Associatieverdrag gaat wel ergens over
Bert Lanting is niet onder de indruk van wat Jan Roos van GeenPeil tegen het associatieverdrag van de EU met Oekraïne inbrengt (Vonk, 6 februari). Dat is te billijken. Roos gaat er prat op het verdrag nooit gelezen te hebben. Nogal onnozel. Maar dat Lanting ons vertelt dat er niks mis is met dat associatieverdrag, zonder kennis genomen te hebben van het parlementaire debat over het verdrag, is niet te billijken.
Had Lanting de Handelingen van 30 juni 2015 van de Eerste Kamer gelezen, dan had hij gezien dat volgens minister Koenders het verdrag veel verdergaand is dan andere associatieverdragen en ook veel meer is dan een gewoon vrijhandelsakkoord. Dan had hij ook gelezen dat er, niet alleen bij mijn fractie, maar ook bij andere fracties, grote zorgen leven over de staat waarin Oekraïne momenteel verkeert.

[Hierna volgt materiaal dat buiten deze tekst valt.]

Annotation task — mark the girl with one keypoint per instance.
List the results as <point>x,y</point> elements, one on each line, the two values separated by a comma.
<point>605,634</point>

Over de vraag of het voorliggende associatieverdrag al dan niet zal bijdragen aan verbetering van die betreurenswaardige toestand, verschilden de fracties van mening. Dat kan. Maar niemand deed het verdrag af als een 'zoethoudertje', zoals Lanting. Het verdrag afdoen als geneuzel over nep-feta, zoals Lanting doet, is eigenlijk net zo dom als het verdrag afwijzen zonder het ooit gelezen te hebben, zoals Jan Roos doet.
Dit associatieverdrag speelt een grote rol in Oekraïne, alsook in de relatie tussen EU en Rusland. Het speelt een rol in de burgeroorlog die nu al sinds 2014 bezig is en bijna 10.000 doden heeft gekost en meer dan een miljoen mensen op de vlucht heeft gejaagd.
Ik ben in de gelegenheid geweest vrijwel alle hoofdrolspelers in Oekraïne te ontmoeten. Zij hebben mij een ding heel duidelijk gemaakt: Oekraïne ziet dit verdrag als een onomkeerbare stap richting EU-lidmaatschap. Dat botst op de opvatting van onze regering, maar sluit aan bij de opvattingen in Polen en de Baltische staten, zoals ook onze regering weet.
Het associatieverdrag waarover nu een referendum plaats vindt, zegt verregaande politieke samenwerking te beogen, onder meer op buitenlands en veiligheidsbeleid, waaronder defensiebeleid. Het verdrag richt zich op verregaande economische integratie van een markt met 45 miljoen consumenten in die van de Europese Unie. Maar dat is ook een markt die beheerst wordt door machtige oligarchen en een endemische corruptie (plaats 130 op de corruptieranglijst van Transparency International).
En Oekraïne is economisch vrijwel bankroet. Wat voor gevolgen heeft dan een verregaande economische integratie? Wat als straks blijkt dat het voornaamste exportproduct van Oekraïne bestaat uit overtollige arbeidskrachten? En hoe groot zal de frustratie zijn indien de poort naar de EU uiteindelijk niet open gaat?
Daarover zwijgen en de lezer wijsmaken dat het eigenlijk nergens om gaat, is buitengewoon jammer. Nu de bevolking per referendum gevraagd wordt een eigen oordeel te vellen over het associatieverdrag met Oekraïne, heeft die bevolking recht op fatsoenlijke voorlichting. Van beide kanten.
Dit artikel verscheen op 15 februari 2016 in de Volkskrant.